İhlâs ve güzel sesle Kur’ân-ı Kerîm okuyanları melekler de dinler. Berâ İbni Âzib-radıyallahü anhümâ- şöyle dedi:

“Bir adam, Kehf süresini okuyordu. Yanında iki uzun iple bağlanmış bir at vardı. O adamın üzerini bir bulut kapladı ve yaklaşmaya başladı. Atı da o buluttan ürkmeye başlamıştı. Sabah olunca, adam Nebî -sallallahü aleyhi ve sellem-’e geldi ve bu durumu O’na anlattı. Bunun üzerine Peygamberimiz:

“O, sekînedir, okuduğun için inmiştir.” buyurdu.(Müslim, Müsâfirîn, 240)

Aynı hâdiseyi daha etraflıca anlatan Ebû Saîd el-Hûdrî rivâyetinin sonunda Rasûl-i Ekrem:

“Bunlar meleklerdir, seni dinliyorlarmış. Eğer okumaya devam etseydin, sabaha kadar seni dinlerler, halk da onları görür, halktan gizlenmezlerdi.” buyurmuştur. (Müslim, Müsâfirîn, 243)

Başka bir hadîs-i şerîfte şöyle buyurulur:

“Sizin en hayırlınız, Kur’ân’ı öğrenen ve öğretenlerinizdir.” (Buhârî, Fezâilû’l-Kur’ân, 21)

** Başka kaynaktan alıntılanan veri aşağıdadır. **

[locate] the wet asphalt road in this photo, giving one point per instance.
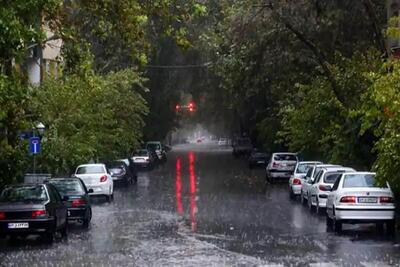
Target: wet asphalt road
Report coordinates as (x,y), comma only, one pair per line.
(205,208)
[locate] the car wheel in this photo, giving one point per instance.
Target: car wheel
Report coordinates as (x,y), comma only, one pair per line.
(291,194)
(88,218)
(48,237)
(318,209)
(337,225)
(64,230)
(391,226)
(329,223)
(309,203)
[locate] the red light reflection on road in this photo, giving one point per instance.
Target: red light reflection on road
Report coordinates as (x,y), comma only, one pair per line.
(193,205)
(178,187)
(192,191)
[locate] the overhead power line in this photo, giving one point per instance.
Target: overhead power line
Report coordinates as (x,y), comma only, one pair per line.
(204,65)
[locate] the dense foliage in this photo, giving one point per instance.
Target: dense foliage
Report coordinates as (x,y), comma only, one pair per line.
(96,106)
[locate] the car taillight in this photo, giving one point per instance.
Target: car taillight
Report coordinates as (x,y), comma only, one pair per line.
(324,187)
(348,199)
(38,213)
(386,200)
(103,178)
(78,202)
(296,181)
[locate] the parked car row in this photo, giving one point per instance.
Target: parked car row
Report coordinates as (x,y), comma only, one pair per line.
(343,195)
(44,207)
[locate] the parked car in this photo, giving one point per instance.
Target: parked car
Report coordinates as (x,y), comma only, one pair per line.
(281,166)
(120,172)
(32,209)
(355,198)
(308,180)
(299,173)
(157,147)
(97,178)
(257,158)
(242,146)
(131,166)
(223,141)
(76,198)
(143,159)
(318,191)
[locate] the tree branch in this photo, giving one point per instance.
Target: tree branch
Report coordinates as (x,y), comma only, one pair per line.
(319,55)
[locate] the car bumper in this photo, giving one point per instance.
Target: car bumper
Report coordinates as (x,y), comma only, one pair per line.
(281,174)
(296,189)
(99,189)
(76,214)
(142,164)
(36,226)
(322,202)
(351,214)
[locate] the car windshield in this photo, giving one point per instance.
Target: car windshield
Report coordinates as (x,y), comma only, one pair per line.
(34,193)
(68,187)
(303,167)
(90,169)
(243,142)
(330,178)
(285,157)
(141,153)
(359,180)
(153,146)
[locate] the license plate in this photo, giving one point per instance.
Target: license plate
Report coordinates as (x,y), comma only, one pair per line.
(18,225)
(367,200)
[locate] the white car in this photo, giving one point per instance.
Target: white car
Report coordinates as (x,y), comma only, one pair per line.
(300,172)
(143,158)
(223,142)
(96,177)
(307,181)
(322,185)
(281,166)
(355,198)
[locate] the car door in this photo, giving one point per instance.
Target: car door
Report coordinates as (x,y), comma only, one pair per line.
(313,189)
(331,197)
(59,208)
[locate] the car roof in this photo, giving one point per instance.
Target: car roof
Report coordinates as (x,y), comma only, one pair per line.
(327,166)
(64,179)
(284,153)
(349,173)
(92,164)
(338,169)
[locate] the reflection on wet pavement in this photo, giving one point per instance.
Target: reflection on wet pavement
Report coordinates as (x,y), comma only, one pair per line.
(203,207)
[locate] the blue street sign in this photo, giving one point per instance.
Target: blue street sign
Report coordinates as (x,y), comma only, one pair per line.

Peygamber -sallallahü aleyhi ve sellem- Efendimiz şöyle buyurur:

“İnsanlar içinde gıbta etmeye değer iki kişi vardır: Biri, Cenâb-ı Hakk tarafından Kur’ân’a nâil olan ve Kur’ân’ı gece gündüz okuyan; diğeri Allah tarafından kendisine bol servet ihsân edilen ve gece gündüz Allah yolunda verendir.” (Buhârî, İlim,15)

Kur’ân-ı Kerîm’i çok okumalıdır. Zirâ kıyâmet gününde okuyanlarına şefâatçı olacaktır. Peygamber -sallallahü aleyhi ve sellem- Efendimiz:

“Kur’ân okuyunuz! Çünkü Kur’ân, kıyâmet gününde kendisini okuyanlara şefâatçı olarak gelecektir.” buyurur.(Müslim, Müsâfirîn, 252)

Bir hadîs-i şerîfte, Kur’ân-ı Kerîm okuyan müslümanlar hakkında şöyle bir benzetme yapılır:

“Kur’ân-ı Kerîm okuyan mümin portakal gibidir: Kokusu hoş, tadı güzeldir. Kur’ân-ı Kerîm okumayan mü’min hurma gibidir: Kokusu yoktur, tadı ise güzeldir. Kur’ân-ı Kerîm okuyan münâfık fesleğen gibidir: Kokusu hoş, fakat tadı acıdır. Kur’ân-ı Kerîm okumayan münâfık Ebû Cehil karpuzu gibidir: Kokusu yoktur ve tadı da acıdır.” (Buhârî, Et’ime, 30)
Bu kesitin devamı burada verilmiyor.